Right Ascension and Declination are literally the same as this but on a z-axis, so they too fail for the circle for the same rease latitude/longitude does.
>logisticsUh huh, Antartica is guarded.
Really now.
Let's say you have the patrol line for boats on the Southern sea roughly 16,500 km, only 300 km away from the tip of Argentina. And we want each boat to have an equally distant spaced patrol area of, oh... 10 km for each boat along the line. Assuming modern equipment destroyers so that it has good detection, and relatively low cost for stopping civilian vessels.

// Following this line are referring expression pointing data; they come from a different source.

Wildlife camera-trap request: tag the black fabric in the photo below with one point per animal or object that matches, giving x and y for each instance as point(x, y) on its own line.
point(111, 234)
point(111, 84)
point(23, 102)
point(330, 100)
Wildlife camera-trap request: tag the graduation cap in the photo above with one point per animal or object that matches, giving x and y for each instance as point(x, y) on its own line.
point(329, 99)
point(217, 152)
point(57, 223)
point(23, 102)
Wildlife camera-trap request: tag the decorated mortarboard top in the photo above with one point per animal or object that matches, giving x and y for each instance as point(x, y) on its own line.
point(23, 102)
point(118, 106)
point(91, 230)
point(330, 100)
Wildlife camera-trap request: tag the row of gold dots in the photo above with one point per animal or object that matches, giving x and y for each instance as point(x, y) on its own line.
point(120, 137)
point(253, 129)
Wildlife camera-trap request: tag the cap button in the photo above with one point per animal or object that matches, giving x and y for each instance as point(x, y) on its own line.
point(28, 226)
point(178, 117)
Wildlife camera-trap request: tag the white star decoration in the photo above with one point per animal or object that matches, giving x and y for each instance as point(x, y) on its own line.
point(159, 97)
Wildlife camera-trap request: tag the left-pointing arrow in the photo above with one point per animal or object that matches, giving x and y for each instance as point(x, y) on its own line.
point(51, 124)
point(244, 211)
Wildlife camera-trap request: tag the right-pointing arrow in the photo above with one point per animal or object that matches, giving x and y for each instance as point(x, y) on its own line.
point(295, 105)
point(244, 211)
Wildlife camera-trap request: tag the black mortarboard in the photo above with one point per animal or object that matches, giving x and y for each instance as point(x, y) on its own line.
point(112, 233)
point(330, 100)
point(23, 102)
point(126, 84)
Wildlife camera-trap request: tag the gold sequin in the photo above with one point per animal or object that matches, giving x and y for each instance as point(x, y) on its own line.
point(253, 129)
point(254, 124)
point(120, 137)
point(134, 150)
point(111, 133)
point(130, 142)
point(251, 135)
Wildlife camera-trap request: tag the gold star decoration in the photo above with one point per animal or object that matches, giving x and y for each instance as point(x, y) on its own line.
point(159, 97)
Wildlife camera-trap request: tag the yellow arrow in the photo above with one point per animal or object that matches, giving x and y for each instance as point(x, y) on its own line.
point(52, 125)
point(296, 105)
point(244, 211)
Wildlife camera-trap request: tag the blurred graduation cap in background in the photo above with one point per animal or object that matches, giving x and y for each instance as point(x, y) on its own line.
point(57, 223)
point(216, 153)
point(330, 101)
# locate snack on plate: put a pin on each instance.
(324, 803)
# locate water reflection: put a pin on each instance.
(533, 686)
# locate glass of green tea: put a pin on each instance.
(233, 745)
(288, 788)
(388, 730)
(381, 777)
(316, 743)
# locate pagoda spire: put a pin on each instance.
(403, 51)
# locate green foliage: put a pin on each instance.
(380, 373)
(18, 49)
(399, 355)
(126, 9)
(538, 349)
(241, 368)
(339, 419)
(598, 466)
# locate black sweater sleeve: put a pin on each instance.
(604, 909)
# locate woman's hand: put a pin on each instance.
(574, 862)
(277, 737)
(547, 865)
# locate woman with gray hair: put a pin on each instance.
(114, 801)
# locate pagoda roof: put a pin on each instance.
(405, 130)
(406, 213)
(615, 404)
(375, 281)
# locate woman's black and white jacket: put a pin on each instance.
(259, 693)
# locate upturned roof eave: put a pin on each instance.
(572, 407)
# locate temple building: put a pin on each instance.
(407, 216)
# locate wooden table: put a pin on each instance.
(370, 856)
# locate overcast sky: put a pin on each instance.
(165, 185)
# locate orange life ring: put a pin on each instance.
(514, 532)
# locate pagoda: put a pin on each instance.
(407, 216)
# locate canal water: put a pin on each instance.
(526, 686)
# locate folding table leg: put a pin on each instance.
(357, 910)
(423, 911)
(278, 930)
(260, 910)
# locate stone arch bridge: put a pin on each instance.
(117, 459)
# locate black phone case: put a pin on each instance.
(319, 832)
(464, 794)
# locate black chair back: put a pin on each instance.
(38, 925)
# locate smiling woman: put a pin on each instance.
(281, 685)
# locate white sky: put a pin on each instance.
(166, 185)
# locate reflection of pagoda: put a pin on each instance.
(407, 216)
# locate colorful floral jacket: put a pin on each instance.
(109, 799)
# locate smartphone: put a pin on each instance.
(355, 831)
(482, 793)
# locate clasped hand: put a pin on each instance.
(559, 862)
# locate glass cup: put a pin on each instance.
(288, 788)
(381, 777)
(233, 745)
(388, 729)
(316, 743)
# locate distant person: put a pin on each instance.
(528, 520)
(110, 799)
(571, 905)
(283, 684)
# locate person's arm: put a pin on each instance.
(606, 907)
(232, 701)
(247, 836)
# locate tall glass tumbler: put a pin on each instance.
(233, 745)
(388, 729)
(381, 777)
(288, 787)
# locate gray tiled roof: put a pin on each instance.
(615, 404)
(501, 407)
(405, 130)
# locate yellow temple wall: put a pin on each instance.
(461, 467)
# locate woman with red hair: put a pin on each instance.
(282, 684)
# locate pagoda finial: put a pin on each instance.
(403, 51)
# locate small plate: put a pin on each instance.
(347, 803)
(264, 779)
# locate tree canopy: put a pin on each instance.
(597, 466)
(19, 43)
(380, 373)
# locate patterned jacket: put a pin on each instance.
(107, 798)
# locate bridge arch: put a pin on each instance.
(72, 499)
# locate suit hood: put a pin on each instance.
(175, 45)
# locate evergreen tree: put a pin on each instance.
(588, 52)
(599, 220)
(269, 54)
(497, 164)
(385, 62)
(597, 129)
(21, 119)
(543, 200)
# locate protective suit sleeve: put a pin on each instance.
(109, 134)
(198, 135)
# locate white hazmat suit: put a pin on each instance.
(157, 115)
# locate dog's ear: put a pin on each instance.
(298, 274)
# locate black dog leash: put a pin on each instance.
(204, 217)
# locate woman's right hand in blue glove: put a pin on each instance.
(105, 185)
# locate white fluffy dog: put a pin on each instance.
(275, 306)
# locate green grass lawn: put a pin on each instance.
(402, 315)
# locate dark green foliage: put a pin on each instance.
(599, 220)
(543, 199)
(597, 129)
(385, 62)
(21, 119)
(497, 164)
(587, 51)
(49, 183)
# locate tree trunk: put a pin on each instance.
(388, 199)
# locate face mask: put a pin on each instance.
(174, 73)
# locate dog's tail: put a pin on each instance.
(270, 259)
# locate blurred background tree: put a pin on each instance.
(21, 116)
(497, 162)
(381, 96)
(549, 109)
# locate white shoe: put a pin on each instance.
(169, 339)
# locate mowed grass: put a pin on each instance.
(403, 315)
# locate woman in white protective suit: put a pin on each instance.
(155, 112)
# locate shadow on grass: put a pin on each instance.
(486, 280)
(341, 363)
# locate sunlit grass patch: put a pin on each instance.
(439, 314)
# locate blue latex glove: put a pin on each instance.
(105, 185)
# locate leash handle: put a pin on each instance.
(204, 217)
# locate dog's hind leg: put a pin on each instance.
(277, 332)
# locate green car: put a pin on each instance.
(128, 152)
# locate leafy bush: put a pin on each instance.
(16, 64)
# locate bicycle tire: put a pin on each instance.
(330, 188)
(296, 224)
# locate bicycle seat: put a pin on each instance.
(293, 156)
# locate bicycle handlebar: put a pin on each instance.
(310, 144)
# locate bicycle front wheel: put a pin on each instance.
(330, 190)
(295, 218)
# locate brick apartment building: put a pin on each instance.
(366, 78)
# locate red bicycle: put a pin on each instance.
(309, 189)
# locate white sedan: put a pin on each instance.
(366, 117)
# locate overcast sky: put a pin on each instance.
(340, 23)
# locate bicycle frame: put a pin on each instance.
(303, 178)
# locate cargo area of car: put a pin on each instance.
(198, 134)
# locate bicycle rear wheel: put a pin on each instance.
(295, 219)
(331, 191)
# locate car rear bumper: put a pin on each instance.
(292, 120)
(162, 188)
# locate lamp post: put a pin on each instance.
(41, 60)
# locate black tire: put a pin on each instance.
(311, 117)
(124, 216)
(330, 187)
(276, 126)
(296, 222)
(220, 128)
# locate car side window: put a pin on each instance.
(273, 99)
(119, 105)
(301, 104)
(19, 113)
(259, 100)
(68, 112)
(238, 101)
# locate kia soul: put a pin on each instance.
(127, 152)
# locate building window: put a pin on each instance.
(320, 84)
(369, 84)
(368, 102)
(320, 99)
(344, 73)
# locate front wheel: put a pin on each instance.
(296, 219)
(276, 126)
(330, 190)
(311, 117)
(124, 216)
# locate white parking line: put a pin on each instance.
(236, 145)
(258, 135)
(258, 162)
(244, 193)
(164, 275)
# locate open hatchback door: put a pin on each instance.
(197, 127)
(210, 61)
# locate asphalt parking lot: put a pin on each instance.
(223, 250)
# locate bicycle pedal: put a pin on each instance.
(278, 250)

Let's plug this in to find how many boats we need.
Circumference = 2πr
C = 2π(16,500)
C = 33000π
C = 104,000 km
# of boats = 104,000/10
# of boats = 10,400 destroyers
This is a stupidly large fucking fleet of ships, of which literally no seaport has the viable resources nor setting to build even considering a possible conjunction between every NATO member for 40 years to build without rousing severe suspicion.
This also doesn't account for the amount of people necessary to crew those ships, maintain them, as well as the resources needed to stay fueled and feed the sailors on said vessels.
>sun orbitSun somehow has a "lampshade" that can shapeshift to account for equinoxes to keep amount of sunlight on a singular anglular limit.